Susanka: I have a feeling this is a wonderful time for it to be having its second hurrah. Obviously with the economy doing what it’s doing and the financial markets and the number of climate catastrophes we’ve been having recently, I think a lot of people are really wondering, “Well, what do we do now?”

GS: Have you seen perceptible shifts in the home-building industry over the last ten years toward a more “right-sized” approach?

Susanka: Definitely. A lot of builders and developers have told me about how they have changed the way they offer their services since reading my books.

GS: What are examples of those changes?

Susanka: The biggest shift I’ve seen is that a lot of builders are foregoing the formal living room. When I wrote The Not So Big House, that just didn’t happen anywhere outside of California. Oftentimes there are also no formal dining rooms now, and the three-story foyer phenomenon seems to be biting the dust. And certainly today there is less proliferation of new rooms for new activities. Instead, multiple functions are being assigned to one room.

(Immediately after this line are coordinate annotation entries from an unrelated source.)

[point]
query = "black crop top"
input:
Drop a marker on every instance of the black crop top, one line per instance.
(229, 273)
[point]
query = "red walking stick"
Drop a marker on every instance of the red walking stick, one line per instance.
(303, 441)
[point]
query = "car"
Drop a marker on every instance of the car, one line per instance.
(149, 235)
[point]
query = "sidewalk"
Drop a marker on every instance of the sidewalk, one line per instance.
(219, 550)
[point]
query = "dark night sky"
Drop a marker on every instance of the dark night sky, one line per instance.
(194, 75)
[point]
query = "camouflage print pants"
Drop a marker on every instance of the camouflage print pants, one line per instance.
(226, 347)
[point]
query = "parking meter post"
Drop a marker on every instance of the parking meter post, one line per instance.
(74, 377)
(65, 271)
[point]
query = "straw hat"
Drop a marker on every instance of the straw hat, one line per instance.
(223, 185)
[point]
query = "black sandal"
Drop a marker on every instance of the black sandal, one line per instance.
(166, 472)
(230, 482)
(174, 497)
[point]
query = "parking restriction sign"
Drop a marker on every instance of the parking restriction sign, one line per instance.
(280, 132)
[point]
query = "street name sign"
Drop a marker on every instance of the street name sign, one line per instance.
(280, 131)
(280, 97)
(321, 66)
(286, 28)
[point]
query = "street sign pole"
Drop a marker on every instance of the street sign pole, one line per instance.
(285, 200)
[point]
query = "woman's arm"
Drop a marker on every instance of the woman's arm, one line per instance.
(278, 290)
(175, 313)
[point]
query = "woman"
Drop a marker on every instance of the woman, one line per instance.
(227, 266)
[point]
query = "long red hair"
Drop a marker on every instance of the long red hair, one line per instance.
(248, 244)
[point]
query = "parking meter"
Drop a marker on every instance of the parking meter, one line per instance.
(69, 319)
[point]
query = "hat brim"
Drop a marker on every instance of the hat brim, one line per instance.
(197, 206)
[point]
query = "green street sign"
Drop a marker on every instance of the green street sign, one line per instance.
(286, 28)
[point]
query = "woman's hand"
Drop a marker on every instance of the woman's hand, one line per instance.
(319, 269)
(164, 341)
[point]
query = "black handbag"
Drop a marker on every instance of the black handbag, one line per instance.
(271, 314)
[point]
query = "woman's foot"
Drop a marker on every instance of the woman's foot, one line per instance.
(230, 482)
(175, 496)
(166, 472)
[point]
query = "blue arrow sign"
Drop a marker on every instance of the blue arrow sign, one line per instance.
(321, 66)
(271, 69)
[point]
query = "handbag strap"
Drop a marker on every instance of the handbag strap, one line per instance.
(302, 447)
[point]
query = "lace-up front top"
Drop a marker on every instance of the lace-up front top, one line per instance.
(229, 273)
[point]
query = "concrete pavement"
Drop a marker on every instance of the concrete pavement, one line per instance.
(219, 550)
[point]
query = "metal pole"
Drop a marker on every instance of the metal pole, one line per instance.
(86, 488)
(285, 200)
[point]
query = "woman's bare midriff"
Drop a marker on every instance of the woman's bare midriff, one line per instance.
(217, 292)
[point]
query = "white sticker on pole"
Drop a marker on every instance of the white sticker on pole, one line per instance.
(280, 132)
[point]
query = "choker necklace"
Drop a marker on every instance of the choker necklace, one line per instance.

GS: As designers take a more right-sized approach, how do they deal with the expectations of a market that continues to base prices on square footage and features like “bonus rooms”?

Susanka: I’ve never asked builders that question directly, but I think what happens is that when a product line has charm, or beauty, or more appropriate proportioning, it sells itself. People see it and say, “Oh, I want that.”

GS: What about realtors—have they too jumped on board with the Not So Big idea?

Susanka: When I gave my very first talk about the Not So Big House, it was to a group of 300 realtors. I learned then that although real estate agents have to sell these big houses, it doesn’t mean they like them. They were actually really excited about the notion of a new vocabulary that could describe a better house rather than a bigger house—that could separate those two ideas so that bigger didn’t necessarily mean better.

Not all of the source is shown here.